Dusk's Hyperstaking basiert auf Stake Abstraction.

​Die Kernidee:

​Smart Contracts können im Namen von Nutzern am Staking teilnehmen.

​Das bedeutet: Staking muss nicht zwingend ein manueller Prozess sein, bei dem jede/r Nutzer/in versteht, wie der Node betrieben wird.

​Ein Smart Contract kann:

​automatisch staken
​unstaken nach vordefinierter Logik
​Rewards reinvestieren
​Rewards verteilen
​Staking-Positionen poolen

​& genau da wird es für mich interessant.
​Denn jetzt wird Staking zu etwas, das Anwendungen bauen können.

​Liquid Staking.
Delegated Staking.
Staking-as-a-Service.
Individuelle Reward-Mechanismen.

​Der erste Hyperstaking-Partner, den Dusk angekündigt hat, war Sozu – mit Delegated Staking als initialer Schritt hin zu Liquid Staking.

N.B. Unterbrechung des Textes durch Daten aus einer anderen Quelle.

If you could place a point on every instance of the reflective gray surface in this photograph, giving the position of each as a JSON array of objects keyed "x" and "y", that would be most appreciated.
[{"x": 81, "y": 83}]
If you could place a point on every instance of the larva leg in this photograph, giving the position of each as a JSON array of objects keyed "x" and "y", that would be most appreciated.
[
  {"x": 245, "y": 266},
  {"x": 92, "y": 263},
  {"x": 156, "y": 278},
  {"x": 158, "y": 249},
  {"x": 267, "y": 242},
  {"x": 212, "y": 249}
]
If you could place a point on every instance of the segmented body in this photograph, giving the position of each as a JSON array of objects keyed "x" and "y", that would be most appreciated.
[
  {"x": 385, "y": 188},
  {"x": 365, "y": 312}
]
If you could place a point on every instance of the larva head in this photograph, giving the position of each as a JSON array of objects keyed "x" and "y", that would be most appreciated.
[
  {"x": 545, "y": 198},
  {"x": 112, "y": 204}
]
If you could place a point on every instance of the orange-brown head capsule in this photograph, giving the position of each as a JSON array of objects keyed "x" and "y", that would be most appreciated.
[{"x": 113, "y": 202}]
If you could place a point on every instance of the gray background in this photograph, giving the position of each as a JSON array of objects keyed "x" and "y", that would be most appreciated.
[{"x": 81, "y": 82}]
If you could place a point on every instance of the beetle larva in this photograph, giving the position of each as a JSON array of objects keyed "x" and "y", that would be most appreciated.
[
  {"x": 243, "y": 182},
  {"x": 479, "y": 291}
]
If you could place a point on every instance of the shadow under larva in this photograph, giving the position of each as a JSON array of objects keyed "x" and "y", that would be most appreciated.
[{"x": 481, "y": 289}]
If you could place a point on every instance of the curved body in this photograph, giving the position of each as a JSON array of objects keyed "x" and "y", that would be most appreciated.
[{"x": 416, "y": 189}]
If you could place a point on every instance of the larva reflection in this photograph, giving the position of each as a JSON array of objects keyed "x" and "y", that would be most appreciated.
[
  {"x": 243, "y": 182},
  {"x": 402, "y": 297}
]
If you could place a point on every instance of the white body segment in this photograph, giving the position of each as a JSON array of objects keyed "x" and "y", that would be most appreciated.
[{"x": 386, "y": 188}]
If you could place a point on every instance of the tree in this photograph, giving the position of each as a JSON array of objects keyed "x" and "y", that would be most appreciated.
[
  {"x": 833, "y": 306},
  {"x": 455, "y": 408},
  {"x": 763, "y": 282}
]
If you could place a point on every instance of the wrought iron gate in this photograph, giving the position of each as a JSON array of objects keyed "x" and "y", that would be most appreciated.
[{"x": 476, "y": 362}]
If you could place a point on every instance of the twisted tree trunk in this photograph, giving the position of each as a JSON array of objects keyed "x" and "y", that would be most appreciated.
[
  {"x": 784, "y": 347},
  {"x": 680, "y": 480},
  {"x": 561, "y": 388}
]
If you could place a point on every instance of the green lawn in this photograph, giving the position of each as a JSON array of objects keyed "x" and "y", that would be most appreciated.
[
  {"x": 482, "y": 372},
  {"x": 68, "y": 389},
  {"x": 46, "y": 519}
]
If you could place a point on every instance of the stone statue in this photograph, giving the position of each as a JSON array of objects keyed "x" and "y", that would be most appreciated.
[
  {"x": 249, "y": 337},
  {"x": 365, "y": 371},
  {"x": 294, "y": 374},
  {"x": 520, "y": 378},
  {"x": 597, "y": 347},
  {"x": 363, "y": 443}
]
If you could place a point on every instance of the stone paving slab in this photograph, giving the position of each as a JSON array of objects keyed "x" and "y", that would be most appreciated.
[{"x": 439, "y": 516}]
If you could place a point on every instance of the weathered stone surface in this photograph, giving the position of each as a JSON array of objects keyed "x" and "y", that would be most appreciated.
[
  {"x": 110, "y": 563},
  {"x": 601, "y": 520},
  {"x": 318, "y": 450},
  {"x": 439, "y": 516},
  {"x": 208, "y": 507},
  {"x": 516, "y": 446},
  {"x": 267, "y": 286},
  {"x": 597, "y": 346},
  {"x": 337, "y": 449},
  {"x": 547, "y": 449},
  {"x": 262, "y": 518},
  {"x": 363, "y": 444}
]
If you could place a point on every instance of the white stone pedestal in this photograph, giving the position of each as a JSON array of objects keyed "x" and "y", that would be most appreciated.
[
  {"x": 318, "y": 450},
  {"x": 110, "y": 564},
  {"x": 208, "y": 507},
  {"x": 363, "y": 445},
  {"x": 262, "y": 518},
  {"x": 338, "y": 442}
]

​Also ist DUSK-Staking nicht zwangsläufig auf Personen beschränkt, die die Infrastruktur selbst betreiben wollen.

​Das Protokoll gibt Entwicklern die Möglichkeit, Staking programmierbar zu machen.

​& und das wirft eine andere Frage auf.

​Wenn Smart Contracts die Teilnahme an der Netzwerksicherheit verwalten können, wie viele Finanzprodukte könnten langfristig auf dieser „Grundschicht“ aufgebaut werden?

​Genau das möchte ich in der Praxis sehen.

​Denn Hyperstaking ist nicht einfach nur:

​ein weiterer Weg, Staking-Rewards zu verdienen.

​Die spannendere Idee ist:

​Staking selbst in programmierbare Infrastruktur zu verwandeln.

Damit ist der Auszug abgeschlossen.